# Is there a better method and more efficient way to determine the type of triangle based on the coordinates of its three vertices?

list={{{-2, -7}, {3, 18}, {8, 17}}, {{-2, -7}, {8, 17}, {15,
0}}, {{-2, -7}, {8, 17}, {15, 10}}, {{-2, -7}, {8, 17}, {16,
5}}, {{-2, 17}, {3, -8}, {8, -7}}, {{-2, 17}, {3,
18}, {8, -7}}, {{-2, 17}, {8, -7}, {15, 0}}, {{-2,
17}, {8, -7}, {15, 10}}, {{-2, 17}, {8, -7}, {16, 5}}}


Given the coordinates of the three vertices of a triangle, how can one identify whether the triangle is an acute triangle, a right triangle, or an obtuse triangle based on these coordinates?

triangles = {{{-2, -7}, {3, 18}, {8, 17}}, {{-2, -7}, {8, 17}, {15, 0}}, {{-2, -7}, {8, 17}, {15, 10}}, {{-2, -7}, {8, 17}, {16, 5}}, {{-2, 17}, {3, -8}, {8, -7}}, {{-2, 17}, {3, 18}, {8, -7}}, {{-2, 17}, {8, -7}, {15, 0}}, {{-2, 17}, {8, -7}, {15, 10}}, {{-2, 17}, {8, -7}, {16, 5}}};

triangleType[triangle_] := Module[
{a, b, c, sides},
sides = Map[EuclideanDistance @@ # &, Partition[Flatten[triangle], 2]];
{a, b, c} = Sort[sides];
If[a^2 + b^2 == c^2, "Right triangle", If[a^2 + b^2 > c^2, "Acute triangle", "Obtuse triangle"]]]

triangleTypes = triangleType /@ triangles


Update:

according to Daniel Huber

triangles = Polygon[{{{0, 0}, {8, 0}, {16, 75}}}]
PolygonAngle[triangles] // FullSimplify
Graphics[{FaceForm[], EdgeForm[Black], triangles}]


• – Syed
Commented Apr 21 at 2:08
• What have you tried?
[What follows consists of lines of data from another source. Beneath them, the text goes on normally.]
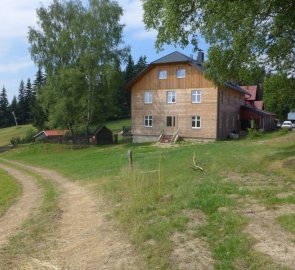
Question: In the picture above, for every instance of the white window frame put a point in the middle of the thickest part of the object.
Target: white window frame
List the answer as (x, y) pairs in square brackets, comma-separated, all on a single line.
[(162, 74), (195, 120), (171, 97), (148, 97), (196, 96), (180, 73), (148, 121)]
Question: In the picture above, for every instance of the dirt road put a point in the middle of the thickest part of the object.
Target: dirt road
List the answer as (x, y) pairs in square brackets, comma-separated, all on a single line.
[(85, 238)]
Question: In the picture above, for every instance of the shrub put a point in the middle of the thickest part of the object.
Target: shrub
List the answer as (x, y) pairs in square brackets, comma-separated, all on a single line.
[(254, 133)]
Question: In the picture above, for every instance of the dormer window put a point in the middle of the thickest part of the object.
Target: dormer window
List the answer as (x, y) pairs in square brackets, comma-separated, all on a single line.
[(162, 74), (180, 73), (148, 97)]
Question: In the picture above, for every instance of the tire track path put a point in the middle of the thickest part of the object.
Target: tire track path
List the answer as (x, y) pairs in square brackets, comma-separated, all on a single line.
[(86, 238), (15, 216)]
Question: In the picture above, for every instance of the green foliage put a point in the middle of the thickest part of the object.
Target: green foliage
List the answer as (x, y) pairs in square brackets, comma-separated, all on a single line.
[(34, 232), (245, 36), (80, 48), (279, 94), (28, 138), (253, 133), (5, 117), (151, 213), (17, 131)]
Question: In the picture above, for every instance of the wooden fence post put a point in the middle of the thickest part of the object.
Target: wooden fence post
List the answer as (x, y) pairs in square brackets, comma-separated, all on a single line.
[(130, 159)]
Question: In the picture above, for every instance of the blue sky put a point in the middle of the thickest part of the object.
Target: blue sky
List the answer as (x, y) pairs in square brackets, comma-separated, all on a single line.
[(17, 16)]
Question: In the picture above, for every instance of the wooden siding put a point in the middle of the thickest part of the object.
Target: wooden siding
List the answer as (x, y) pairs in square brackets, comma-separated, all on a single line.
[(183, 109), (193, 79)]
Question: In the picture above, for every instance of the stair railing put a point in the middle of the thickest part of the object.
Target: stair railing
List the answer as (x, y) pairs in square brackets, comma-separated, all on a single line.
[(160, 134), (175, 136)]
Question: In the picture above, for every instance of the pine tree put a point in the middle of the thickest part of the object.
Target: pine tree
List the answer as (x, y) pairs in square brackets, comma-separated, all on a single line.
[(39, 116), (4, 112), (21, 111), (13, 107), (29, 100)]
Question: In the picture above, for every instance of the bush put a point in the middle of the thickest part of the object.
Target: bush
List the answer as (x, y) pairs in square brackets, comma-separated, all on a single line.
[(254, 133), (15, 140), (21, 140)]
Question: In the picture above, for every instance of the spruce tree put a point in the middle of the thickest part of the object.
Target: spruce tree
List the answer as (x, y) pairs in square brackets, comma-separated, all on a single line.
[(13, 107), (4, 113), (21, 111), (39, 116)]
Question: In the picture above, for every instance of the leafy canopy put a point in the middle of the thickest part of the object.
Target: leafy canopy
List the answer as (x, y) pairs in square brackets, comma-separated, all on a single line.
[(245, 37), (79, 47)]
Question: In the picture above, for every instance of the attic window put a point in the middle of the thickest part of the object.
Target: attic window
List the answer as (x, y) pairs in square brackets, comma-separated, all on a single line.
[(162, 74), (171, 97), (180, 73)]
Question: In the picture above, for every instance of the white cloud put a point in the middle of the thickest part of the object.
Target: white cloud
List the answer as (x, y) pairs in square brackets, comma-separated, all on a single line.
[(16, 66), (133, 14), (143, 34), (16, 17)]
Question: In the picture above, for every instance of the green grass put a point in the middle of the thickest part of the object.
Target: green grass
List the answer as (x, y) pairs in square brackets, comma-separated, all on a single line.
[(151, 207), (7, 133), (10, 190), (35, 231), (287, 222), (117, 125)]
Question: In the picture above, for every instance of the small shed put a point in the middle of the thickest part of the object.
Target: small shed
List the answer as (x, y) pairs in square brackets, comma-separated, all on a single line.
[(263, 120), (103, 135), (53, 136)]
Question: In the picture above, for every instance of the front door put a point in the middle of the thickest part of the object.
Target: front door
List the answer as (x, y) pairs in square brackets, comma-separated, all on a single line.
[(171, 124)]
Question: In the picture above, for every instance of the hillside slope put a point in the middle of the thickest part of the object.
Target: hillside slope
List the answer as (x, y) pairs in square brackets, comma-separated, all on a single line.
[(7, 133)]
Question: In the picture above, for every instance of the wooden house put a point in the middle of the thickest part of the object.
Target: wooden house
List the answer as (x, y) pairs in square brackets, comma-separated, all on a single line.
[(103, 135), (172, 98), (253, 112)]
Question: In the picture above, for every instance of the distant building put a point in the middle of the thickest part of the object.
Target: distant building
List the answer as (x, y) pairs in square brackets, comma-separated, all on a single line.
[(253, 111), (172, 98)]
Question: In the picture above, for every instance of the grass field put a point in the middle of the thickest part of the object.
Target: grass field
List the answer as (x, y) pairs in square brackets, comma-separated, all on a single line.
[(7, 133), (36, 229), (9, 191), (156, 199)]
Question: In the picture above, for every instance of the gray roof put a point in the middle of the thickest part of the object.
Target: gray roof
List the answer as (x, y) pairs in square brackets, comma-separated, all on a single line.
[(236, 87), (173, 58), (177, 57)]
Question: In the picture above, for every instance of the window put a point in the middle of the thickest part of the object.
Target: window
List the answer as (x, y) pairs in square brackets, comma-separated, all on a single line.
[(148, 97), (171, 97), (170, 121), (148, 121), (196, 121), (180, 73), (196, 96), (162, 74)]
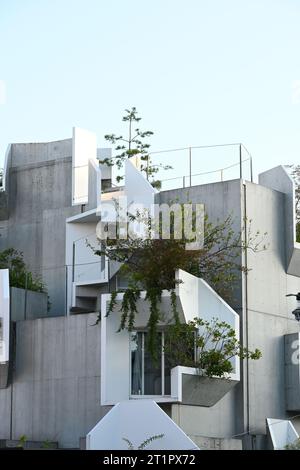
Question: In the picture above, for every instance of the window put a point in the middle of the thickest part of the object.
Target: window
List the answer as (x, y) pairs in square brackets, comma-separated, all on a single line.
[(148, 377)]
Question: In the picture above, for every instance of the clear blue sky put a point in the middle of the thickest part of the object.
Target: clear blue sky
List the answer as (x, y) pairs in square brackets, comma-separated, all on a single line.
[(199, 72)]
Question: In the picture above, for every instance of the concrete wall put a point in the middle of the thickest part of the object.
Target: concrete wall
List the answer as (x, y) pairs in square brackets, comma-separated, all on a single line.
[(226, 417), (265, 311), (39, 194), (56, 385), (269, 315)]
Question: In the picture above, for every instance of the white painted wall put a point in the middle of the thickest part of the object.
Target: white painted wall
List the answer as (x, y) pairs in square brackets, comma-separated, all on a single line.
[(84, 148), (115, 357), (137, 421), (195, 299), (198, 299), (282, 432), (4, 315), (137, 189)]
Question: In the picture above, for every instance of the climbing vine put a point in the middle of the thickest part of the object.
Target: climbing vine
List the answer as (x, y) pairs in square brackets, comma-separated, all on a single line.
[(150, 264)]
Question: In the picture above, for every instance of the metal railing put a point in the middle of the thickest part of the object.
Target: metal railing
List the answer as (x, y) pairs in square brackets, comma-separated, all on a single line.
[(237, 152)]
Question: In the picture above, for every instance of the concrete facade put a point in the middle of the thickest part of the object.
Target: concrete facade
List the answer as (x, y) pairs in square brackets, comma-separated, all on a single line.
[(55, 394), (35, 205), (55, 391)]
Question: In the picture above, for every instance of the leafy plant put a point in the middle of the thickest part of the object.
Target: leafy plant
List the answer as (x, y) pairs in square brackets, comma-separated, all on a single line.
[(294, 446), (207, 346), (48, 445), (133, 145), (150, 265), (19, 275), (144, 444)]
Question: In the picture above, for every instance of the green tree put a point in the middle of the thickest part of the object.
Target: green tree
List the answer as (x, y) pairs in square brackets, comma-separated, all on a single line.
[(19, 275), (150, 265), (133, 145), (207, 346)]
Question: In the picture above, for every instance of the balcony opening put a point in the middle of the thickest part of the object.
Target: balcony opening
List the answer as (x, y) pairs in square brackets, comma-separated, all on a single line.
[(148, 377)]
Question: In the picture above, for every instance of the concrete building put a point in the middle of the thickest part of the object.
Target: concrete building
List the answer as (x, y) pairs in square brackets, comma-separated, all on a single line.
[(68, 372)]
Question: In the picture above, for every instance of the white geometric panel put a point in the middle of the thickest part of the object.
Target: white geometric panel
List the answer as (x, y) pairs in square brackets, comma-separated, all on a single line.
[(137, 421)]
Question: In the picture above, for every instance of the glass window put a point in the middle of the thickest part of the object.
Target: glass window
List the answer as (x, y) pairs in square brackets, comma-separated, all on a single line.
[(148, 376)]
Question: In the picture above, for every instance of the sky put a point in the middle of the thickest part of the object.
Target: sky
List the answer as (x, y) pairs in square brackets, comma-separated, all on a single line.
[(200, 72)]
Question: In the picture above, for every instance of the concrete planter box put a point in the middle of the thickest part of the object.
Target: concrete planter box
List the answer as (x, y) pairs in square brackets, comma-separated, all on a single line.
[(15, 444), (204, 391), (27, 304)]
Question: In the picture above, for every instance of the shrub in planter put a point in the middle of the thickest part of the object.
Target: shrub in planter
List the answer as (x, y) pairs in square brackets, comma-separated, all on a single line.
[(207, 346)]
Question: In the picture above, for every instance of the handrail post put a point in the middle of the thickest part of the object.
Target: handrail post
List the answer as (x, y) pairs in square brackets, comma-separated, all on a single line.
[(190, 165), (241, 169)]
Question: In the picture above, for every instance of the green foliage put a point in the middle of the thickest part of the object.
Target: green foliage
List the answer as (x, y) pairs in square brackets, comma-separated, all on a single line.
[(22, 440), (294, 446), (19, 276), (150, 265), (133, 145), (207, 346), (48, 445), (144, 444)]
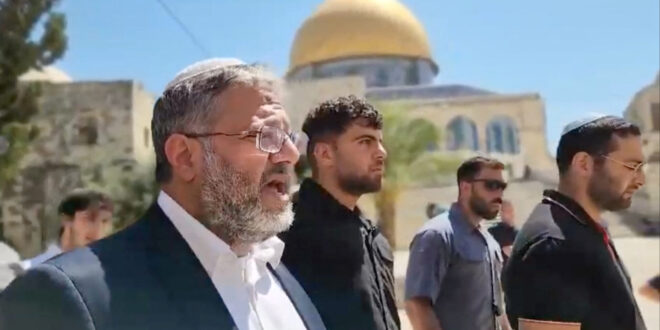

Commented Apr 21 at 2:20
• Then what's the question now? Commented Apr 21 at 2:41
• Then what do you mean by "better"? Commented Apr 21 at 2:46
• Then what do you mean by "to the point"? Commented Apr 21 at 2:52

Try

Map[Sign[Cross[#[[2]] - #[[1]]] . (#[[3]] - #[[1]])] &, triangles]
(*{-1, -1, -1, -1, 1, -1, 1, 1, 1}*)


Positive sign gives counterclockwise orientation, negative sign clockwise orientation!

Or

Map[PositivelyOrientedPoints, triangles]
(*{False, False, False, False, True, False, True, True, True}*)

• The code does what you say -- no problem there. But the question is not a binary or true/false question about orientation. It's about the maximum angle and has three possible answers. The upvotes are inexplicable. Commented Apr 21 at 12:33
triangleType[tri : {Repeated[{_, _}, {3}]}] :=
With[
{maxangle = Max[PolygonAngle[Triangle[tri]]]},
Which[
maxangle < Pi/2, "acute",
maxangle > Pi/2, "obtuse",
True, "right"]];

triangleType /@ triangles
(* {"right", "right", "right", "right", "right", "right", "right", "right", "right"} *)


The argument pattern is more to communicate the expected form of the input rather than to actually protect against bad input.